Korean War era theater made insignia for the "Suicide Charley" unit of the Marine Corps: the 1st Battalion of the 7th Marin Regiment, 1st Marine Division. The grouping includes a large embroidered wool jacket patch, approximately 5 3/4 by 7 1/2 inches, named to "Aubrey L. Wetz"; A large skull and crossbones jacket patch, approximately 3 1/2 by 6 inches; and a photograph 3 1/2 by 4 1/4 inches, with the notation "Korea 1954". The photo depicts and enlisted Marine in front of the unit sign in Korea, with a small color attached photo of the unit's a flag. The history of the unit can be found on the internet at the website "suicidecharley.com":
"On 24 October 1942, the 1st Marine Division was occupying a defensive position around Henderson Field on Guadalcanal. The 1st Battalion 7th Marines, commanded by Lt.Col. Lewis B Chesty Puller helped form this line. C Company was flanked by B Company on the right and A Company on the left. At approximately ten pm on 24 October 1942, the Japanese launched a major offensive, throwing three regiments and part of a brigade against the battle-weary disease ridden Marines. Charley Company received the brunt of the Japanese attack. The morning of 25 October found the defensive line of the 1st Marine Division still intact. The Japanese attack had been repelled. Later that morning, a flag appeared over the C Company position. It consisted of white Japanese parachute material with a skull and crossbones crudely painted on it and inscribed with the word 1st Battalion, 7th Marines Suicide Charley.

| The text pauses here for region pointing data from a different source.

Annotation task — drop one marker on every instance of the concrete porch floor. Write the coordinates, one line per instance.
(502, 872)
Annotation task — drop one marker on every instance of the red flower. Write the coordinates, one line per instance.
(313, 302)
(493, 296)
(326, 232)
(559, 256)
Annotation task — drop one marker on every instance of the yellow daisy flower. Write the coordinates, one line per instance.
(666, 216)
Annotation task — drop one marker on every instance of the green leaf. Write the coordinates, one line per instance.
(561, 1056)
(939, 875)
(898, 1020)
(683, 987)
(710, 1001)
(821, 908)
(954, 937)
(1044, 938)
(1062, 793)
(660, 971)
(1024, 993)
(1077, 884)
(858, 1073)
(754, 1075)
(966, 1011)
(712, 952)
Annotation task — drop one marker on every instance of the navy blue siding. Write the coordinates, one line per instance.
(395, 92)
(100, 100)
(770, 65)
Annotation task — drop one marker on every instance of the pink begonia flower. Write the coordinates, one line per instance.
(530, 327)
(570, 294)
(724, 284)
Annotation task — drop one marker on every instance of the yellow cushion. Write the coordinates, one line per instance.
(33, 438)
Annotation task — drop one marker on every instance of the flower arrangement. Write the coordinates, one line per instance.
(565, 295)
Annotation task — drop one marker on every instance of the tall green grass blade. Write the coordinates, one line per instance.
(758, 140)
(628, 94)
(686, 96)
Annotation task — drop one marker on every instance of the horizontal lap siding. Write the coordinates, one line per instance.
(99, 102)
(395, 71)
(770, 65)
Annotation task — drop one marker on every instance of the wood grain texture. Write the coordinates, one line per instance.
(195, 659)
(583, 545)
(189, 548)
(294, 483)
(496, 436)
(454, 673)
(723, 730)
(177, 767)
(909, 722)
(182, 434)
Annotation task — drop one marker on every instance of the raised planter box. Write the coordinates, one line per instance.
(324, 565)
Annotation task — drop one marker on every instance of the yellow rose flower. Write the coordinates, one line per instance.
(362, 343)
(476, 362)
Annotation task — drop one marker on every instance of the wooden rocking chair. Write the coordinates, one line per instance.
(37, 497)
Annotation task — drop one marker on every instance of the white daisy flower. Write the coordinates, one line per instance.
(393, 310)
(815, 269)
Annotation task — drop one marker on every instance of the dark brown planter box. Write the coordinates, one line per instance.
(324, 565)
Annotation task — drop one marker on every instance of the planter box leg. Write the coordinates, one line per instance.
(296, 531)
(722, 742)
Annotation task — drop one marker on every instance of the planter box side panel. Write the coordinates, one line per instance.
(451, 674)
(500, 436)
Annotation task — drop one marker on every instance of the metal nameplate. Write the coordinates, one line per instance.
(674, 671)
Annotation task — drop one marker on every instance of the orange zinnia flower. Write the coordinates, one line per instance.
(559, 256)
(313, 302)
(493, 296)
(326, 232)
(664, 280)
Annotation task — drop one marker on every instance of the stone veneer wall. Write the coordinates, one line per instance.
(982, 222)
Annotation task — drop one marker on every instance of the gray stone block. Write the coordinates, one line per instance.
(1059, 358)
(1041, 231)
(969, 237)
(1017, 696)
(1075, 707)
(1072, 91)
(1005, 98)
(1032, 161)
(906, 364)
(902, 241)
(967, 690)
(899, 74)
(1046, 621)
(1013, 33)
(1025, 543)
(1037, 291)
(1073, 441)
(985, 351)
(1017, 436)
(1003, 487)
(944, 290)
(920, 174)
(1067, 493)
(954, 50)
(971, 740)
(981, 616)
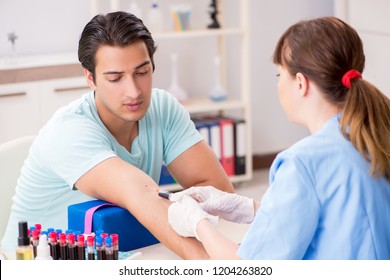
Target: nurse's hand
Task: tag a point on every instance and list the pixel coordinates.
(184, 216)
(229, 206)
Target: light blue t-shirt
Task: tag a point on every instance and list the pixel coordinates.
(75, 140)
(321, 204)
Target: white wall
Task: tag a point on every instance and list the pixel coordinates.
(272, 131)
(47, 26)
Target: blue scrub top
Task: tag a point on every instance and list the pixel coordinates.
(321, 204)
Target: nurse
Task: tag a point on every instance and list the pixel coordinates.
(329, 194)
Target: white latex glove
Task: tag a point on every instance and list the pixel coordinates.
(184, 216)
(229, 206)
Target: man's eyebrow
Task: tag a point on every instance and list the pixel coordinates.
(121, 72)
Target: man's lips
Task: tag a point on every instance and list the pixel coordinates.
(133, 106)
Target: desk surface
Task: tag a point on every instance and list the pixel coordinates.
(234, 232)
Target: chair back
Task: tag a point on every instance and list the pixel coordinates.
(12, 156)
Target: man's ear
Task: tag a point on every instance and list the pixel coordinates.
(88, 75)
(302, 83)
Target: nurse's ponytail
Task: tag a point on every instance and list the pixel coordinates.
(330, 53)
(365, 121)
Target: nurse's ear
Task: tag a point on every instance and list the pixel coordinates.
(89, 76)
(302, 84)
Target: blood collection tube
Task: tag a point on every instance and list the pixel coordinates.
(104, 235)
(91, 247)
(35, 241)
(108, 248)
(115, 245)
(38, 227)
(99, 248)
(72, 250)
(53, 245)
(63, 246)
(80, 247)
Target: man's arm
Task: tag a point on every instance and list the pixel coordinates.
(118, 182)
(199, 166)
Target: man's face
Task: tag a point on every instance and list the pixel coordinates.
(123, 83)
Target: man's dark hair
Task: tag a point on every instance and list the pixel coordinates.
(113, 29)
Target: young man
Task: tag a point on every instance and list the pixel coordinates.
(111, 143)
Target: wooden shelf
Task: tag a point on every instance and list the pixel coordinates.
(204, 104)
(197, 33)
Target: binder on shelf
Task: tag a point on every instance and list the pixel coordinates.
(240, 146)
(226, 142)
(227, 146)
(214, 133)
(166, 178)
(203, 129)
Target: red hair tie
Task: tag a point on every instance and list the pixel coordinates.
(350, 75)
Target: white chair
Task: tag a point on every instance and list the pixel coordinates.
(12, 155)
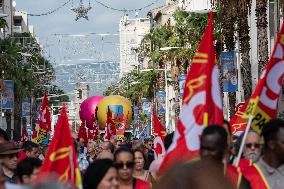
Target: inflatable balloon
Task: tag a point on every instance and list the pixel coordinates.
(88, 109)
(120, 107)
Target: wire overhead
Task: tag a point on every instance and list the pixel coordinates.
(98, 2)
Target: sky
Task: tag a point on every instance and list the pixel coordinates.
(101, 19)
(63, 50)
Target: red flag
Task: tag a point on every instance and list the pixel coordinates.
(34, 137)
(82, 133)
(44, 121)
(61, 157)
(110, 127)
(262, 105)
(160, 134)
(202, 104)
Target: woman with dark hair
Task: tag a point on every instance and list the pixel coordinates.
(140, 161)
(124, 162)
(101, 174)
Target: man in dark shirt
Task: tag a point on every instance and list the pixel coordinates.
(8, 157)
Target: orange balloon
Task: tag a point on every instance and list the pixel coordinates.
(120, 107)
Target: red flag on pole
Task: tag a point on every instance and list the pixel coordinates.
(44, 121)
(61, 157)
(202, 104)
(160, 134)
(262, 105)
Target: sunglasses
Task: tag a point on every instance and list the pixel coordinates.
(128, 165)
(255, 145)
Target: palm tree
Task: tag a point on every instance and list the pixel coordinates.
(228, 23)
(243, 10)
(262, 39)
(25, 80)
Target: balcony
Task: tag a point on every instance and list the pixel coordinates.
(17, 29)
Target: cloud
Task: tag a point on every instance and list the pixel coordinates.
(101, 20)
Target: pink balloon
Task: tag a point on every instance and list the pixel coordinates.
(88, 109)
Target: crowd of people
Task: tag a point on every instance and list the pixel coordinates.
(130, 164)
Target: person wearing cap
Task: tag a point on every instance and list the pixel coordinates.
(8, 157)
(101, 174)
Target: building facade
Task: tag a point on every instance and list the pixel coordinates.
(131, 33)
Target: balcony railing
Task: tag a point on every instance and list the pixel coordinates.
(17, 29)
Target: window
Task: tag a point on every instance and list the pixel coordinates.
(17, 22)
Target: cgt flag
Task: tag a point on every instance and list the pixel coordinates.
(159, 134)
(262, 105)
(44, 121)
(202, 105)
(61, 157)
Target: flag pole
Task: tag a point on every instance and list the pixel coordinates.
(243, 141)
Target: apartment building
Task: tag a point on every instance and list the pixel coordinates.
(131, 31)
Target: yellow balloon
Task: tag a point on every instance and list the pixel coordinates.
(120, 107)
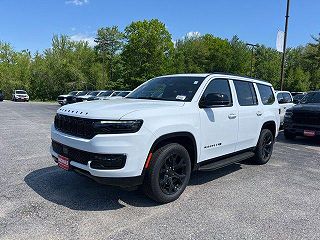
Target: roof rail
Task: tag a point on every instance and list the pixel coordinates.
(237, 75)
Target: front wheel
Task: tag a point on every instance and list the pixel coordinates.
(168, 173)
(264, 147)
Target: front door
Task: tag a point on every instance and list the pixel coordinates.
(219, 124)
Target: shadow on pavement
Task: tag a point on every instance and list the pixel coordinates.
(81, 193)
(298, 140)
(202, 177)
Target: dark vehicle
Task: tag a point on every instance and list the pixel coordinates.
(84, 94)
(62, 99)
(1, 96)
(297, 98)
(304, 119)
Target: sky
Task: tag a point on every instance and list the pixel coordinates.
(27, 24)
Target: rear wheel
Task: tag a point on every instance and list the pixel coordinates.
(264, 147)
(289, 135)
(168, 173)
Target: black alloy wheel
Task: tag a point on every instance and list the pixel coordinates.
(172, 174)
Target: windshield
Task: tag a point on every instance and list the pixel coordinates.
(123, 94)
(180, 88)
(83, 93)
(106, 94)
(94, 93)
(73, 93)
(312, 97)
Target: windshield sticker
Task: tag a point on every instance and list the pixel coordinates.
(181, 97)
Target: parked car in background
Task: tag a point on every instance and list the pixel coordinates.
(94, 95)
(83, 96)
(167, 128)
(122, 94)
(105, 95)
(297, 98)
(285, 101)
(296, 93)
(303, 119)
(1, 96)
(62, 99)
(20, 95)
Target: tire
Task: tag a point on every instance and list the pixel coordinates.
(168, 173)
(264, 147)
(288, 135)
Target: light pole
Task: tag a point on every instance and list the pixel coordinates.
(284, 45)
(253, 46)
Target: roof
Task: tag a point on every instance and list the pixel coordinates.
(220, 74)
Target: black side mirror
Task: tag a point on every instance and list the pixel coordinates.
(281, 101)
(214, 100)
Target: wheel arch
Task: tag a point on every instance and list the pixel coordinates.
(271, 125)
(186, 139)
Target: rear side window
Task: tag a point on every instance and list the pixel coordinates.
(287, 97)
(245, 93)
(220, 86)
(266, 93)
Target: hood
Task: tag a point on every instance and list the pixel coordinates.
(115, 109)
(310, 107)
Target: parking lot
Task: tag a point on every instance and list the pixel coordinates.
(279, 200)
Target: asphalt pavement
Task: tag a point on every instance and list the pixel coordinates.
(279, 200)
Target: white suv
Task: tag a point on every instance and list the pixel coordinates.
(166, 128)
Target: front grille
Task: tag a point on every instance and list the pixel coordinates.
(75, 126)
(98, 161)
(306, 118)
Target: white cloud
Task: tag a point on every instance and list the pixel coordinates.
(83, 37)
(77, 2)
(193, 34)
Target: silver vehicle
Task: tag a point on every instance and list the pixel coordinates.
(20, 95)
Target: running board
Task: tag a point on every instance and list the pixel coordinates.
(226, 161)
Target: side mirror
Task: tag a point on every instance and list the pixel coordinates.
(281, 101)
(214, 100)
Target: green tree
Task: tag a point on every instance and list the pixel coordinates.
(147, 51)
(109, 42)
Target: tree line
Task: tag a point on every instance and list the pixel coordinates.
(145, 49)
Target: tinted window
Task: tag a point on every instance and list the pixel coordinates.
(220, 86)
(266, 93)
(287, 97)
(181, 88)
(246, 93)
(312, 97)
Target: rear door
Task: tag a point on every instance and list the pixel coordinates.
(219, 125)
(250, 114)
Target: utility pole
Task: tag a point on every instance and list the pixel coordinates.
(284, 45)
(252, 48)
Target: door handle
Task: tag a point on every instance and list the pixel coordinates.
(232, 116)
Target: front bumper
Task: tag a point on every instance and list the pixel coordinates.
(135, 146)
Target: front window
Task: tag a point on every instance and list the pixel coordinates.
(180, 88)
(312, 97)
(83, 93)
(106, 93)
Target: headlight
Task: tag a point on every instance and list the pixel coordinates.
(288, 114)
(116, 127)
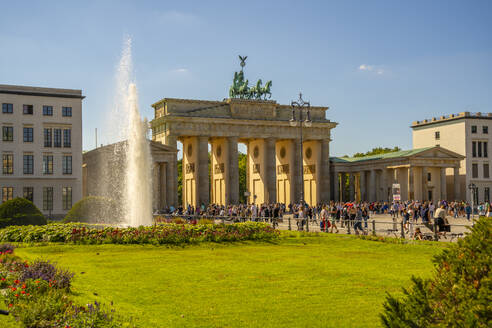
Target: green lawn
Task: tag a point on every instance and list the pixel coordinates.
(325, 281)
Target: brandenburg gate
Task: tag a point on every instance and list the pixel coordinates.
(273, 168)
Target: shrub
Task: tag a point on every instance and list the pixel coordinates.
(20, 211)
(94, 209)
(47, 271)
(459, 293)
(167, 233)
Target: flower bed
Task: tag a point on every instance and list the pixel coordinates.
(160, 234)
(38, 295)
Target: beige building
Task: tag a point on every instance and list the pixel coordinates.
(41, 146)
(468, 135)
(273, 146)
(419, 173)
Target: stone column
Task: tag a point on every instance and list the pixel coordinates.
(156, 204)
(232, 186)
(424, 183)
(410, 180)
(457, 187)
(443, 184)
(336, 186)
(372, 185)
(363, 191)
(343, 177)
(297, 178)
(351, 186)
(271, 172)
(384, 185)
(324, 172)
(172, 174)
(203, 185)
(417, 183)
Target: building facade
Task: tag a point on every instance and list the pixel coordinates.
(41, 146)
(468, 135)
(420, 174)
(274, 170)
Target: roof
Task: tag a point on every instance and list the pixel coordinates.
(395, 154)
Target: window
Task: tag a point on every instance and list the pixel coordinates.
(8, 163)
(28, 135)
(27, 109)
(474, 171)
(7, 193)
(28, 193)
(28, 164)
(47, 198)
(48, 110)
(67, 138)
(56, 137)
(7, 108)
(67, 198)
(66, 111)
(8, 133)
(67, 164)
(47, 137)
(47, 164)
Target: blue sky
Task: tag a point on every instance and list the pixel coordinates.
(378, 65)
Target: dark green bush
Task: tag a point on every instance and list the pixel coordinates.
(20, 211)
(458, 295)
(94, 209)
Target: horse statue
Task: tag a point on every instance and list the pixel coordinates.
(266, 90)
(244, 89)
(256, 91)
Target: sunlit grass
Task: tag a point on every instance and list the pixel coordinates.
(324, 281)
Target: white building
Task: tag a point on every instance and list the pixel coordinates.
(466, 134)
(41, 146)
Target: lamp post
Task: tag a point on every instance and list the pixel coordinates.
(473, 189)
(300, 105)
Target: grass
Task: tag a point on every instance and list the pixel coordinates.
(323, 281)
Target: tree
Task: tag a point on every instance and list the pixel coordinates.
(378, 151)
(458, 295)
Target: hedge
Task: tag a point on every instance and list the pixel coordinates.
(20, 211)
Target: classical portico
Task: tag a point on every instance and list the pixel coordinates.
(421, 174)
(273, 145)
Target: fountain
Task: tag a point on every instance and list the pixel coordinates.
(127, 182)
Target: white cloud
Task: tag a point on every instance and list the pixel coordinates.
(372, 68)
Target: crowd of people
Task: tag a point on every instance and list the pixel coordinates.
(344, 214)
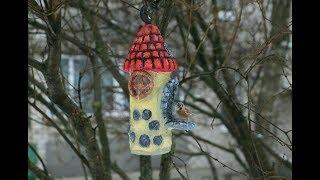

The flag continued to appear throughout the hard-fought battle for Guadalcanal. The Suicide Charley flag was not seen again until the battle for Peleliu. During one particular phase of that bloody battle, a replica of the original appeared briefly to inspire the tired Marines to victory.
Korea provided the stage for the next appearance of this battle symbol. While on R&R in Japan, some members of C Company, 1st Battalion 7th Marines, had a new Suicide Charley flag made and proudly carried it back to Korea, misspelled name and all.
From that day on, the black and white Suicide Charley flag has traveled the world over with the company. Many replicas of the original flag have come and gone throughout the years. The history of Suicide Charley has been passed to each new generation of Marines. In 1961 the Commanding General of the 1st Marine Division authorized C Company, 1st Battalion, 7th Marines to display and carry the Suicide Charley guidon at all official ceremonies and functions. The tradition remains in effect today."